LSU's D showed up big: The script has flipped in Baton Rouge this year with the offense serving as the force and the defense struggling at times to keep teams out of the end zone. That changed on Saturday with a sizzling performance against Auburn.
It held Auburn to just 287 yards and six drives that ended in three-and-out. Part of that was on Auburn's offense and the inconsistency of Nix, but not all of it. The secondary played lights out -- getting a big interception near the goal line right before halftime that kept the game tied and living in the backfield in the second half. Grant Delpit made the play of the game forcing D.J. Williams out at the 9-yard line on a 70-yard run. That drive resulted in a field goal instead of a touchdown, and the LSU defense clamped down from there, allowing just five more yards for the rest of the quarter.

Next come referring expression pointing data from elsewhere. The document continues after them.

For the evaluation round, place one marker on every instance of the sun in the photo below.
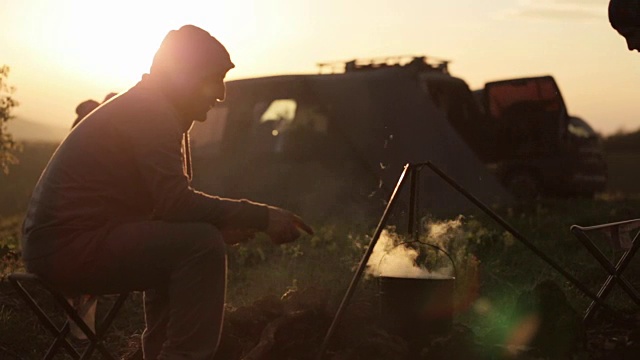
(115, 41)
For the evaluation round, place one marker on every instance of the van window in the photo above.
(286, 126)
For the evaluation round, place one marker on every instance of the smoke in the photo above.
(394, 257)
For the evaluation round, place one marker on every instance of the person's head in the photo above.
(624, 16)
(192, 65)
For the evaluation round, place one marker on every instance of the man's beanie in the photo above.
(191, 50)
(624, 13)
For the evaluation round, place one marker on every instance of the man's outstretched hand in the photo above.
(285, 226)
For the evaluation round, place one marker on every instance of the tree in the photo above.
(8, 147)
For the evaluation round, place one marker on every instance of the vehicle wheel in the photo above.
(523, 186)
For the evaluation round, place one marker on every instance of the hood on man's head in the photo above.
(191, 50)
(624, 14)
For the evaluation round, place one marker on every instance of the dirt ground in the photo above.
(294, 326)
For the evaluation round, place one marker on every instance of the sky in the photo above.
(66, 51)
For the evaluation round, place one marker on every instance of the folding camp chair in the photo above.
(95, 339)
(623, 237)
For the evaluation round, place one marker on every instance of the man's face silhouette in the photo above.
(208, 92)
(632, 35)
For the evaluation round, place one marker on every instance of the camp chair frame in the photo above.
(619, 236)
(96, 339)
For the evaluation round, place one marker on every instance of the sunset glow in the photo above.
(63, 52)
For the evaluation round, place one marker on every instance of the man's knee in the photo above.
(206, 239)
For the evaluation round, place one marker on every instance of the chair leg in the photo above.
(96, 341)
(59, 334)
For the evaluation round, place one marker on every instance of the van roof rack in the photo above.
(422, 62)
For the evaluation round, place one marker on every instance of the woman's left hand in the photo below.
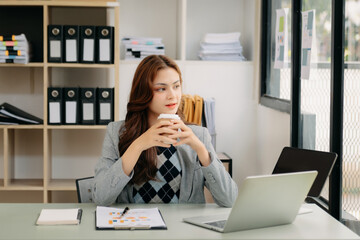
(187, 136)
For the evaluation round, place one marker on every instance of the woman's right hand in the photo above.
(157, 136)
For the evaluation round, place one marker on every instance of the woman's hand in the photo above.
(157, 135)
(187, 136)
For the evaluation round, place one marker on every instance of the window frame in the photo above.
(293, 107)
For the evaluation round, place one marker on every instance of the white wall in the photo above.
(251, 134)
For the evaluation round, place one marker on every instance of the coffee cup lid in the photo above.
(168, 116)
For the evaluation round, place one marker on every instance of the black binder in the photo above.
(71, 105)
(87, 44)
(55, 43)
(88, 105)
(55, 106)
(105, 106)
(104, 44)
(71, 42)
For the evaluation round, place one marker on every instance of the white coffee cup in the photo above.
(169, 116)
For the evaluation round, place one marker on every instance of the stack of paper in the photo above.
(14, 49)
(10, 114)
(221, 47)
(138, 218)
(141, 47)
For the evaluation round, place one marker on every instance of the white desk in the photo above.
(17, 221)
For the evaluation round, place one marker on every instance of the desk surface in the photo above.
(17, 221)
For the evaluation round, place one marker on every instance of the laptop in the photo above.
(297, 160)
(263, 201)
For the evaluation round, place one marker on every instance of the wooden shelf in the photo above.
(62, 185)
(40, 75)
(60, 3)
(25, 184)
(22, 126)
(76, 127)
(31, 64)
(79, 65)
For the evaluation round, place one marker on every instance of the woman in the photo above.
(146, 160)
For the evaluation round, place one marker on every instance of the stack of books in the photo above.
(14, 49)
(141, 47)
(221, 47)
(10, 114)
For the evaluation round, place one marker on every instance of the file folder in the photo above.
(104, 44)
(71, 39)
(71, 105)
(55, 105)
(105, 105)
(87, 44)
(88, 105)
(55, 43)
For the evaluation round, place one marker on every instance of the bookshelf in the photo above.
(45, 160)
(29, 149)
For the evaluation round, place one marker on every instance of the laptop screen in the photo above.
(298, 160)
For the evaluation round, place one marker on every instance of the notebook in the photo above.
(263, 201)
(59, 216)
(297, 160)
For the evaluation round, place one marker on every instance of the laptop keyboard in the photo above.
(219, 224)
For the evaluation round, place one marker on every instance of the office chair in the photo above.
(84, 188)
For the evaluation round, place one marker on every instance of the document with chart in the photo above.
(132, 219)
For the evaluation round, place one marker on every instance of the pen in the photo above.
(124, 212)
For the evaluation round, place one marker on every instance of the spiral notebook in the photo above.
(60, 216)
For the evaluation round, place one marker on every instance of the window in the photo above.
(276, 80)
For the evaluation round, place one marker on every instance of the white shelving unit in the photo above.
(46, 159)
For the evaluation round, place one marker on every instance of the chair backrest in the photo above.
(84, 187)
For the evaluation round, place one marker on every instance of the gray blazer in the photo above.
(112, 185)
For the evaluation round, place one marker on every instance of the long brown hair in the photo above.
(136, 121)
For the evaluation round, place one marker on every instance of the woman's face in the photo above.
(166, 93)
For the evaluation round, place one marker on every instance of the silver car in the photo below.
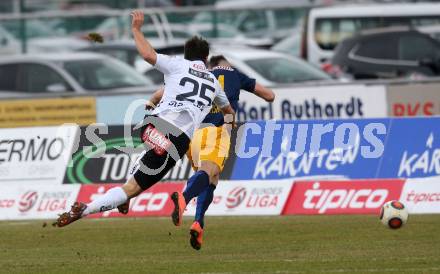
(81, 72)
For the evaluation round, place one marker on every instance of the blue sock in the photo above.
(196, 184)
(203, 202)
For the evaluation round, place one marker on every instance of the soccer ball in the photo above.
(394, 214)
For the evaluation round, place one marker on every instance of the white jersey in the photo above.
(190, 90)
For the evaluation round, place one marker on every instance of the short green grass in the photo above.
(295, 244)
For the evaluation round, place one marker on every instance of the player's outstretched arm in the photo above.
(264, 93)
(143, 46)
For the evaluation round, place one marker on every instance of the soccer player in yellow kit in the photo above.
(210, 144)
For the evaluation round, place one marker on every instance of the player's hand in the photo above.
(137, 19)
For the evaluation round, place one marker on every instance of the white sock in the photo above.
(112, 198)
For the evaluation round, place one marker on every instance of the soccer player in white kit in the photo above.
(190, 91)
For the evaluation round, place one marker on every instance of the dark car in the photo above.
(387, 54)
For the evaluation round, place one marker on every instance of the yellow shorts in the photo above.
(209, 144)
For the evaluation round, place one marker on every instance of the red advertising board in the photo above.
(342, 197)
(153, 202)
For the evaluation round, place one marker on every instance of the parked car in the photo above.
(41, 38)
(327, 26)
(388, 54)
(68, 72)
(273, 23)
(268, 67)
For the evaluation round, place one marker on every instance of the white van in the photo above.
(327, 26)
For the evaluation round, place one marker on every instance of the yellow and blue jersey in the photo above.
(232, 82)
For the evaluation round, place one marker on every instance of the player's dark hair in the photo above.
(215, 60)
(196, 48)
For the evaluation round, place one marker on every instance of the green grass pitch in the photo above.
(294, 244)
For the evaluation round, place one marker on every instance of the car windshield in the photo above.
(103, 74)
(34, 28)
(284, 70)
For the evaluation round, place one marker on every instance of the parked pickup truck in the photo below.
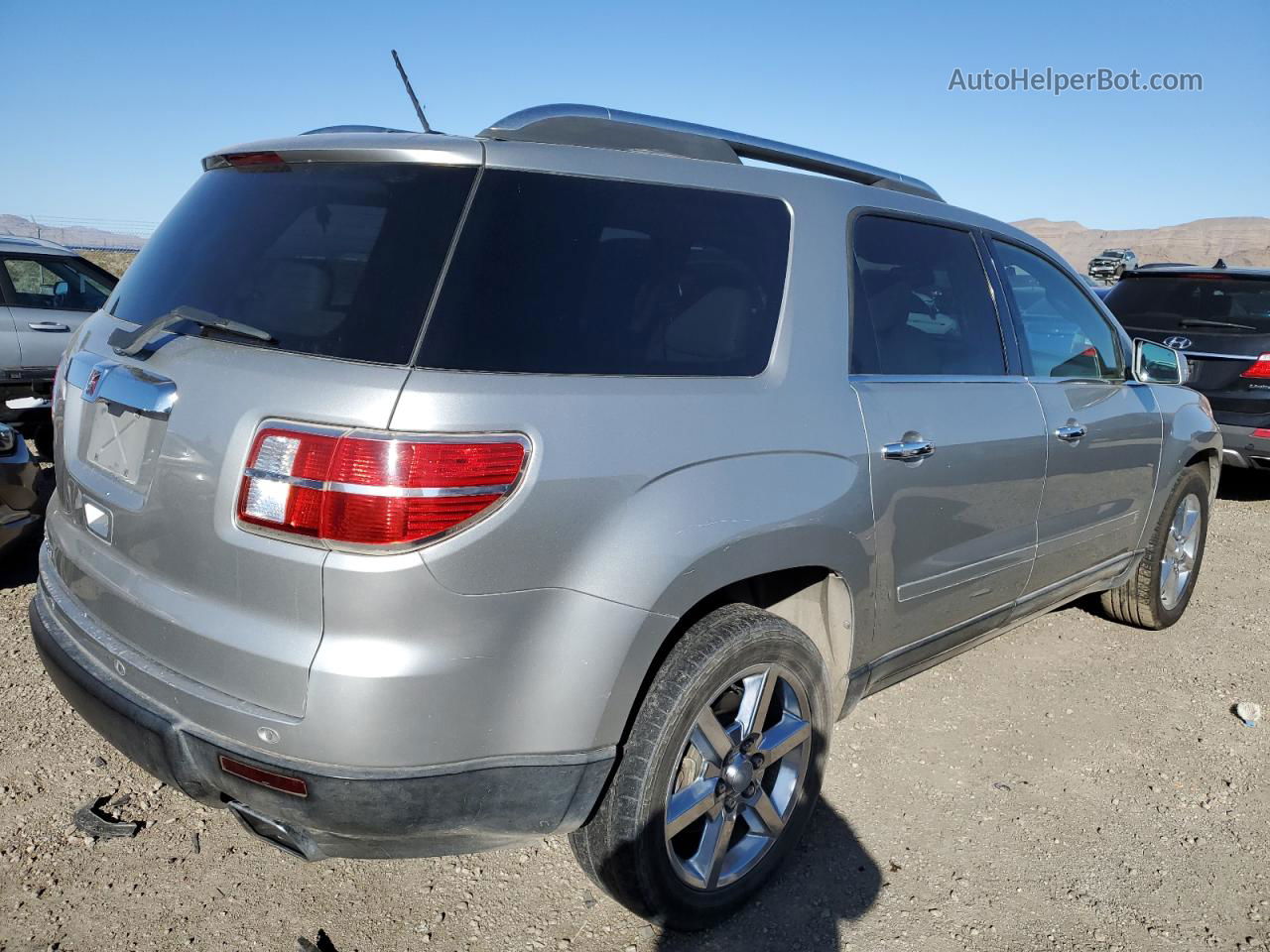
(1112, 263)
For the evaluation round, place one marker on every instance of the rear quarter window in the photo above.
(572, 276)
(336, 259)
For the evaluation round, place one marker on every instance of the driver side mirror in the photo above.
(1156, 363)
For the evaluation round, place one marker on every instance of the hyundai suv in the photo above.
(1219, 317)
(423, 494)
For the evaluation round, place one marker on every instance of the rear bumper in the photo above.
(1242, 449)
(359, 812)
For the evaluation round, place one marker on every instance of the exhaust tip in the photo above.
(275, 833)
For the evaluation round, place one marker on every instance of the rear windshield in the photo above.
(562, 275)
(1179, 302)
(331, 259)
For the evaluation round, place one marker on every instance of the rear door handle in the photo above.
(1071, 433)
(908, 449)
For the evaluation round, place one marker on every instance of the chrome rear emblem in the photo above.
(94, 381)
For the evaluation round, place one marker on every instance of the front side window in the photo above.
(336, 259)
(921, 302)
(1065, 334)
(574, 276)
(58, 284)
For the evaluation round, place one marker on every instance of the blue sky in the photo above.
(108, 109)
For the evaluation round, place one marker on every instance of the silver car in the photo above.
(46, 293)
(423, 494)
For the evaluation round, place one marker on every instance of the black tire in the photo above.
(1139, 601)
(625, 848)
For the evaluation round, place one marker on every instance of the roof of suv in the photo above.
(1173, 271)
(571, 125)
(10, 244)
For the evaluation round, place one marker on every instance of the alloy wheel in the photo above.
(1182, 546)
(740, 771)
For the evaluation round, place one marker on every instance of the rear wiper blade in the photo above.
(132, 343)
(1202, 322)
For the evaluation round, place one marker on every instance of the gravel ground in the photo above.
(1072, 784)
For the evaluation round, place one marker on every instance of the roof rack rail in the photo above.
(348, 127)
(571, 123)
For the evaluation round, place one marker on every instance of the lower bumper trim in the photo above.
(353, 812)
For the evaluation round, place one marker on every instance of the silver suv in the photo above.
(422, 494)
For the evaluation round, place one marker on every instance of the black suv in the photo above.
(1219, 317)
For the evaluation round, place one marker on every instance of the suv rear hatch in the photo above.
(1220, 321)
(335, 261)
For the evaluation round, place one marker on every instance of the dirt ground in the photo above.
(1072, 784)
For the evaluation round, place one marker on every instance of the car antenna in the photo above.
(409, 91)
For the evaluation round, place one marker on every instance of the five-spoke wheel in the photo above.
(738, 779)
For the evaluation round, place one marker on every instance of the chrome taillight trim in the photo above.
(418, 492)
(358, 489)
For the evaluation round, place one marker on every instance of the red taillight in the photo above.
(373, 489)
(1260, 370)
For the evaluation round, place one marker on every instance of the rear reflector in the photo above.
(255, 160)
(281, 782)
(373, 489)
(1260, 370)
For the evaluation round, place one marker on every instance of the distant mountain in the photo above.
(1241, 241)
(80, 235)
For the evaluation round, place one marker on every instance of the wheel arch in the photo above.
(829, 604)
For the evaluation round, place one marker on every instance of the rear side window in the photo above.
(921, 302)
(1065, 334)
(572, 276)
(1209, 304)
(329, 258)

LSU is a complete football team now. The turnaround began last week in Starkville when they limited what Mississippi State could do, and thoroughly dominated Auburn in the biggest game of the year thus far.
Was it a complete game? No. The offense sputtered at times, which was bound to happen. The defense setting the tone is old school LSU football and a sight for sore eyes for Tigers fans who have become accustomed to this brand of football.
LSU found a running back: Burrow has been one of the biggest stars in college football this year, but the running game hasn't been as big of a factor in LSU's offensive success as many expected. Clyde Edwards-Helaire changed that on Saturday. The junior rushed for 26 times for 136 yards and a touchdown, including 45 yards on all four plays of a third-quarter drive that culminated with his lone touchdown to give his team a 16-13 lead.
It's the first time this year than any LSU player has had 20 or more carries this year. Coach Ed Orgeron said after the game that the balance that his team showed on Saturday is something that he came in wanting to see.
Edwards-Helaire hadn't been a No. 1 running back in his career until this year, and despite being No. 1 on the depth chart, he hasn't been a work horse. He was on Saturday. Now that Edwards-Helaire's taken the next step, the Tigers can build off his performance during the bye week heading into the final month of the season.
Auburn's offense brutal under Bo Nix: The true freshman quarterback has played a like a freshman in Auburn's biggest games of the season. He never seemed to get in a groove with his receivers, was off almost all afternoon and posed no threat to LSU's secondary.
This is an alarming trend that has been consistent throughout the season. Nix is 39-of-93 (41.9 percent) for 479 yards, four touchdowns and six interceptions in three games vs. ranked teams this season. Yes, he's a true freshman. But there isn't a defensive coordinator in the country that feels threatened by Auburn's passing game right now.
The running game couldn't get going on Saturday as a result. If you take away Williams' 70-yarder in the third quarter, Auburn ran for just 60 yards. That's not Auburn football. If Nix is the guy, Auburn needs to find a way to give him some help.
Setting up for the showdown: Orgeron dodged questions after the game about what's going to happen in Tuscaloosa in two weeks, but we don't have to. This is the first time since 2011 that LSU has a legitimate shot to upend top-ranked Alabama. Sure, there have been times in which it has rolled into Tuscaloosa with a chance on paper and even an unblemished record. But anybody who has watched this team knows that this time, it's different.
LSU has the ability to play with any team in the country, including the Crimson Tide. It has the ability to play the way that it wants to play but showed Saturday that it can adjust on the fly and play the way the opponent wants to play. LSU doesn't run itself into a wall over and over hoping that it can play inside of its comfort zone. It is willing and able to bend like a certified yoga instructor.
LSU vs. Alabama on Nov. 9 in the SEC on CBS Game of the Week. Get your popcorn ready. The Game of the Century Part II will live up to the hype.